The Modular Neutron Array (MoNA) is a large-area, high-efficiency neutron detector that is used in basic research of rare isotopes at Michigan State University's National Superconducting Cyclotron Laboratory (NSCL), a nuclear physics research facility. It is specifically designed for detecting neutrons stemming from breakup reactions of fast fragmentation beams.

== Detector array ==
The Modular Neutron Array consists of 144 individual detector modules. Each module is based on a plastic scintillator measuring 10 cm by 10 cm by 200 cm. This scintillator bar is fitted with light guides on each end that direct the light into one photo-multiplier tube on each end. Each detector module is wrapped in a light-tight material, allowing the detector array to be arranged in different configurations.

In its original configuration, MoNA consisted of 9 vertical layers of 16 detectors stacked closely, having an active area of 2.0 m wide by 1.6 m tall. In its current arrangement (depicted in the adjacent image), it is stacked in four separate sections of 2, 2, 2, and 3 layers, respectively, separated by spaces ranging from 0.5 to 0.8 meters. It measures both the position and time of neutron events with multiple-hit capability. The energy of a neutron is based on a time-of-flight measurement. This information together with the detected position of the neutron is used to construct the momentum vector of the neutrons.

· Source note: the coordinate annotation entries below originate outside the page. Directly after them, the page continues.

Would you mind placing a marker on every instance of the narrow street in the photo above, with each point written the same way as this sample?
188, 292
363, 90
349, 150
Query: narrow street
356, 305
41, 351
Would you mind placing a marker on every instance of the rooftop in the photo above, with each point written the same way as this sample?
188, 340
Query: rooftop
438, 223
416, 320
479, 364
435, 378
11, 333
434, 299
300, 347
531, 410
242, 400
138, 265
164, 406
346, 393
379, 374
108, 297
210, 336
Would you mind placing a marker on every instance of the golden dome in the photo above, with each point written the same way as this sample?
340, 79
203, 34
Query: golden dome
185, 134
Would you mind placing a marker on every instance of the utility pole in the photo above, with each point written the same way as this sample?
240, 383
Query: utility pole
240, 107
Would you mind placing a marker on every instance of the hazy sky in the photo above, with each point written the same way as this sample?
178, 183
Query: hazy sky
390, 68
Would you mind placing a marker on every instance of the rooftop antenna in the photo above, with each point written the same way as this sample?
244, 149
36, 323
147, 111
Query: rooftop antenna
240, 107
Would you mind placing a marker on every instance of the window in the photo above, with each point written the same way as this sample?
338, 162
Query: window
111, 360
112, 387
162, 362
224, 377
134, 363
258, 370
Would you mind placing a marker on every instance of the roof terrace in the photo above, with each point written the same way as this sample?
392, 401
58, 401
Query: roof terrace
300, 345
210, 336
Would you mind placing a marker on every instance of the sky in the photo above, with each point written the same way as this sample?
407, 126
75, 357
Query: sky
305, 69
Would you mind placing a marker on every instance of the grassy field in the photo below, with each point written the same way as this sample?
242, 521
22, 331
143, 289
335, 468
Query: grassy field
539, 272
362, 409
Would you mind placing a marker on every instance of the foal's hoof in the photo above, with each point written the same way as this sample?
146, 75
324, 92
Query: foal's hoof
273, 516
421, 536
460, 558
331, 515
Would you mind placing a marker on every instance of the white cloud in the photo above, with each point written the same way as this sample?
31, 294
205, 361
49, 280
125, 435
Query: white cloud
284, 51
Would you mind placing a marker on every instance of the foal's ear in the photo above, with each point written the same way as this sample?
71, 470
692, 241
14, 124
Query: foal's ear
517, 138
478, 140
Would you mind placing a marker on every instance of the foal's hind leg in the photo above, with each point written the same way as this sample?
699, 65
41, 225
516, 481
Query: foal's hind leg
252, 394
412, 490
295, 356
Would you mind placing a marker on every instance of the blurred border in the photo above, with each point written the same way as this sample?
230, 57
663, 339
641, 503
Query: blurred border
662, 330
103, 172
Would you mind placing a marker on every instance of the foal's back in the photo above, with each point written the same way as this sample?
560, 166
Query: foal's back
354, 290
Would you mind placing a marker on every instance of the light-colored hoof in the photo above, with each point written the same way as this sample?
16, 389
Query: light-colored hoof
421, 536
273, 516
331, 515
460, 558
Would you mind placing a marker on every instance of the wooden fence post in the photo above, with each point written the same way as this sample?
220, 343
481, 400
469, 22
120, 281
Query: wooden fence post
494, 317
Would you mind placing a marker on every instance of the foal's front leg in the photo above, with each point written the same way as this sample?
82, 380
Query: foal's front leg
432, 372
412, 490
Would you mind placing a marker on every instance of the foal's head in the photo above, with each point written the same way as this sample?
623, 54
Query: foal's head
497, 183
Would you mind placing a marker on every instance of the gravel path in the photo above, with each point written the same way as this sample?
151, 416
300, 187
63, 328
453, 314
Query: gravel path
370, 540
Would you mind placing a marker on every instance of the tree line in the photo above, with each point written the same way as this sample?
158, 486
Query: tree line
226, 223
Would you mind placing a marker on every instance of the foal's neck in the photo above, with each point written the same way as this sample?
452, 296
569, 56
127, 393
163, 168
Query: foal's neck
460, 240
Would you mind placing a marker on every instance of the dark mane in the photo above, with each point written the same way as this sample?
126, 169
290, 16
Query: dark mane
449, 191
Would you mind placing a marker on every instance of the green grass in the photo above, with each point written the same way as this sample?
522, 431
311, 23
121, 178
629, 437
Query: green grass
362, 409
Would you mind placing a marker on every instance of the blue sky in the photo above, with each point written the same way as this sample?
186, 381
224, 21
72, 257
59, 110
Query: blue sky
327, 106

The detection efficiency of MoNA is maximized for the high-beam velocities that are available at the NSCL's Coupled Cyclotron Facility (CCF). For neutrons ranging from 50 to 250 MeV in energy, it is designed to have an efficiency of up to 70% and expands the possible coincidence experiments with neutrons to measurements which were previously not feasible. The detector is used in combination with the Sweeper magnet and its focal plane detectors for charged particles. In addition, MoNA's modular design allows it to be transported between experimental vaults and thus to be used in combination with the Sweeper magnet installed at the S800 magnet spectrograph. Due to its high-energy detection efficiency, this detector will be well-suited for experiments with fast fragmentation beams at the proposed ISF.

== History ==
When the NSCL upgraded its capabilities to the Coupled Cyclotron facility, a Florida State University/Michigan State University consortium built the Sweeper magnet to be used with two existing neutron walls to perform neutron–fragment coincidence experiments. The neutron walls were originally built for lower beam energies and had only an efficiency of about 12% for the neutron energies expected from the CCF. During the 2000 NSCL users meeting, a working group realized the opportunity to significantly enhance the efficiency with an array of more layers using plastic scintillator detectors.

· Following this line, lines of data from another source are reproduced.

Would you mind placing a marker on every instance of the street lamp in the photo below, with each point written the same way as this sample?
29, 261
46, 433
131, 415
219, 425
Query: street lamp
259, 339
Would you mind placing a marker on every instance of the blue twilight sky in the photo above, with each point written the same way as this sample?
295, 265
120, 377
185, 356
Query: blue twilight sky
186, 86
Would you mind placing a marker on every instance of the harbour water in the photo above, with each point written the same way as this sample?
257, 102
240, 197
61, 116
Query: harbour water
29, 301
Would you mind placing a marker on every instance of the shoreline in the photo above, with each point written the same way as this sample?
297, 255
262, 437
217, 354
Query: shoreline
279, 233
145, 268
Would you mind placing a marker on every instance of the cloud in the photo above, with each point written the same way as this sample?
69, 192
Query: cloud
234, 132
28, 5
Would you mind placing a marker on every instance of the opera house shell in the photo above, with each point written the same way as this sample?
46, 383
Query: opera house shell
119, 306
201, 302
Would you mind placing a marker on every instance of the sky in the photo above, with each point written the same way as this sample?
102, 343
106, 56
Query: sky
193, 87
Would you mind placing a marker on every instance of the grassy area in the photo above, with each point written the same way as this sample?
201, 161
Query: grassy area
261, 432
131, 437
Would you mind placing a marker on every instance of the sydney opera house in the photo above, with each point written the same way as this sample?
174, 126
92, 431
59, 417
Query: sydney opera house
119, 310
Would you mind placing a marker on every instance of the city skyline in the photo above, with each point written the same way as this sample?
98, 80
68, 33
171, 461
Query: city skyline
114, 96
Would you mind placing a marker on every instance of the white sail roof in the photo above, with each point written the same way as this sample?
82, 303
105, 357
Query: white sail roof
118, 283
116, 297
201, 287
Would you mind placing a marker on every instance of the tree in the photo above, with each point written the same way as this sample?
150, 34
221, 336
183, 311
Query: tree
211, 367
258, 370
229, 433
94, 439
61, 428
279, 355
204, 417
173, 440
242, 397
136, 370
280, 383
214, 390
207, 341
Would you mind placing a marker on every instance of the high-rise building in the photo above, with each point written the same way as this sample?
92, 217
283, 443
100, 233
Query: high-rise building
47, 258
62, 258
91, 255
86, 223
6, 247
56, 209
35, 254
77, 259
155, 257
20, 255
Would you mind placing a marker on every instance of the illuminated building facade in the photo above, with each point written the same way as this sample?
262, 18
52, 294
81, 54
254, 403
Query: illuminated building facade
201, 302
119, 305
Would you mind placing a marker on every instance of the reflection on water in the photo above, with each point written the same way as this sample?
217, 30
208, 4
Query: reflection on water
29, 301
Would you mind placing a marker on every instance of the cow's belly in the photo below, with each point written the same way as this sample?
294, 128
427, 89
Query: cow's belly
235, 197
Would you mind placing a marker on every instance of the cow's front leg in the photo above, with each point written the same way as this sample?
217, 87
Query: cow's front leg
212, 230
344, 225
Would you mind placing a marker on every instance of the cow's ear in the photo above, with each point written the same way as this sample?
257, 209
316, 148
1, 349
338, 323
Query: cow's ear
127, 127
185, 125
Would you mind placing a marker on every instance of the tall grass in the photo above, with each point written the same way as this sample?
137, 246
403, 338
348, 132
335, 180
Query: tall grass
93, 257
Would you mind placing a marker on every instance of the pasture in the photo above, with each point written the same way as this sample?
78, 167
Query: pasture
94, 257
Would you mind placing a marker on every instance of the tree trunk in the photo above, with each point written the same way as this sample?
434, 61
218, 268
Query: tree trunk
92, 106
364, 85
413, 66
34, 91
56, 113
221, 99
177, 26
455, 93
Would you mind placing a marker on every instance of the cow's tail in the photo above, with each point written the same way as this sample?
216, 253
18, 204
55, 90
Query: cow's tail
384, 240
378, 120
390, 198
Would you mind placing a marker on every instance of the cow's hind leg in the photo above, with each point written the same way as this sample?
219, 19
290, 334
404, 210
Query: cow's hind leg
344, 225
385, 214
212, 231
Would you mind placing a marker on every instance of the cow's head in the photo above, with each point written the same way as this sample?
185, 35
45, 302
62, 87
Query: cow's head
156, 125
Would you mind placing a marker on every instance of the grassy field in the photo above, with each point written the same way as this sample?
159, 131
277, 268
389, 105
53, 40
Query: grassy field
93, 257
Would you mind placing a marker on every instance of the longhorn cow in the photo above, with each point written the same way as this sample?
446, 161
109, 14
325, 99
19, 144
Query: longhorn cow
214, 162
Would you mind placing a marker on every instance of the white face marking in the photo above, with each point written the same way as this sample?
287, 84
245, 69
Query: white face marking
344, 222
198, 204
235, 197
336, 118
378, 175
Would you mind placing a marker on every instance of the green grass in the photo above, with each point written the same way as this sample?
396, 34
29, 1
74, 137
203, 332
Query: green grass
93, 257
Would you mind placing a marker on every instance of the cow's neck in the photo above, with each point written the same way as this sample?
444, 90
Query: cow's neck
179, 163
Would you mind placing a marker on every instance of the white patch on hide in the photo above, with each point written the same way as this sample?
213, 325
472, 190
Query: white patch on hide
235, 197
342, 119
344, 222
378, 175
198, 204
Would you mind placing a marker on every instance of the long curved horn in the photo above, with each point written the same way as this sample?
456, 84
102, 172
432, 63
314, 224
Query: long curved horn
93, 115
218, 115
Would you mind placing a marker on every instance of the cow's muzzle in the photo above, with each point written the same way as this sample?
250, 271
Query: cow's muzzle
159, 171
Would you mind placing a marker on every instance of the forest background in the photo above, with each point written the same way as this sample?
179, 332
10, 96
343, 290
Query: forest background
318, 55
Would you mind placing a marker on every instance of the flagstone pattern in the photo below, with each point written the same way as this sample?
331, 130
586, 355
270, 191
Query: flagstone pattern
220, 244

Several NSCL users from undergraduate schools were present at the working group meeting and they suggested that the modular nature and simple construction would offer great opportunities to involve undergraduate students.

In the spring of 2001, the idea evolved into several MRI proposals submitted by 10 different institutions, most of them undergraduate schools. Physicists at these ten academic institutions formed the MoNA Collaboration:
- Central Michigan University
- Concordia College at Moorhead
- Florida State University
- Hope College
- Indiana University South Bend
- Marquette University
- Michigan State University
- Wabash College
- Western Michigan University
- Westmont College

The proposals were funded by the NSF in the summer of 2001. Following the detailed design, the first modules of the detector array were delivered in the summer of 2002. During the following year all modules were assembled and tested by undergraduate students at their school, and finally added to form the complete array at the NSCL.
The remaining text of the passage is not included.